In some embodiments, the virtual memory operating unit further comprises: and sending result information to the interconnection unit, wherein the bus request receiving and sending module also receives return information from the interconnection unit.
In some embodiments, the first memory comprises: at least one of a cache and a tightly coupled memory, the first memory and the transition detection buffer being internal to the processor core.
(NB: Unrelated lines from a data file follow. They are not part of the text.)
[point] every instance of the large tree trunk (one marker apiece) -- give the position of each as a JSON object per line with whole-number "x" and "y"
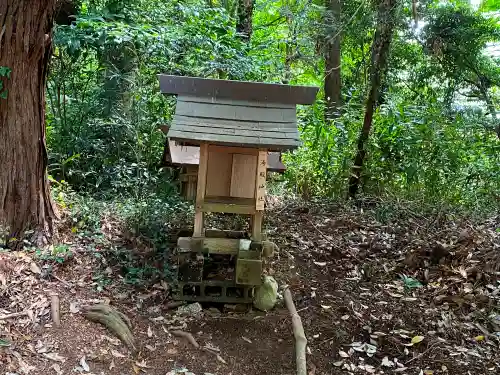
{"x": 244, "y": 22}
{"x": 380, "y": 49}
{"x": 25, "y": 48}
{"x": 332, "y": 60}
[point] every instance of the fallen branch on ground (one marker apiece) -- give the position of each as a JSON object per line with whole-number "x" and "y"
{"x": 14, "y": 315}
{"x": 298, "y": 333}
{"x": 114, "y": 320}
{"x": 55, "y": 309}
{"x": 173, "y": 305}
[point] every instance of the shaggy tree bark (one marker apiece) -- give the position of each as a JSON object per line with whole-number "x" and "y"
{"x": 25, "y": 48}
{"x": 380, "y": 50}
{"x": 244, "y": 23}
{"x": 333, "y": 82}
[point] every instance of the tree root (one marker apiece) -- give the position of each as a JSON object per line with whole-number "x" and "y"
{"x": 114, "y": 320}
{"x": 55, "y": 309}
{"x": 298, "y": 332}
{"x": 188, "y": 336}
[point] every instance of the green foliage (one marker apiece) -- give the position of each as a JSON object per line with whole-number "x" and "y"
{"x": 57, "y": 254}
{"x": 428, "y": 142}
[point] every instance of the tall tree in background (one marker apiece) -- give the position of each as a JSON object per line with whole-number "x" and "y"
{"x": 386, "y": 20}
{"x": 456, "y": 38}
{"x": 25, "y": 49}
{"x": 332, "y": 86}
{"x": 244, "y": 19}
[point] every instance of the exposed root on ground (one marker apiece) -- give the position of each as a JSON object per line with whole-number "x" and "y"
{"x": 114, "y": 320}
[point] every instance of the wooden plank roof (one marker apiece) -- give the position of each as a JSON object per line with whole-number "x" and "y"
{"x": 235, "y": 113}
{"x": 237, "y": 90}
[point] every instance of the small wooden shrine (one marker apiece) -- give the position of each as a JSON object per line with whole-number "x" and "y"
{"x": 187, "y": 159}
{"x": 228, "y": 129}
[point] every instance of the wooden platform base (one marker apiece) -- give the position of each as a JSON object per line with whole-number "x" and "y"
{"x": 214, "y": 291}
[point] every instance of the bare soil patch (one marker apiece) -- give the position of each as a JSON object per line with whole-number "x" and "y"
{"x": 410, "y": 295}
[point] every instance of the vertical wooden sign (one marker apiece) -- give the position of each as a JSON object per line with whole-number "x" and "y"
{"x": 260, "y": 187}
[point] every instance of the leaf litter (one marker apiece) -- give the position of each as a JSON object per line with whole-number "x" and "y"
{"x": 414, "y": 295}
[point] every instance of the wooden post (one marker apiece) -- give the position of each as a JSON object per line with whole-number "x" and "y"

In some embodiments, the first memory comprises a cache, the cache and the translation detection buffer being external to the processor core.
In some embodiments, the instruction processing unit further comprises: and acquiring the sharing attribute of the operation address in the virtual memory operation instruction, and sending the sharing attribute to the interconnection unit through the bus request receiving and sending module.
In some embodiments, the virtual memory operation comprises at least one of:
deleting the corresponding page table entry of the conversion detection buffer;
and deleting the data pointed by the corresponding physical address of the first memory.
According to a second aspect of the present invention, there is provided a processor, including a plurality of processor cores of any one of the above, the processor further including a multi-core coherency detection module coupled to the plurality of processor cores via the interconnect unit, the multi-core coherency detection module being configured to determine to broadcast the virtual memory operation instruction to at least one of the plurality of processor cores according to a shared attribute of an operation address in the virtual memory operation instruction, and send return information to the interconnect unit according to result information returned from at least one of the plurality of processor cores.
In some embodiments, the multi-core consistency detection module and the interconnect unit are integrated together.
According to a third aspect of the invention, there is provided an apparatus comprising the processor of any of the above and a second memory.
In some embodiments, the second memory is a dynamic random access memory.
In some embodiments, the apparatus is a system on a chip.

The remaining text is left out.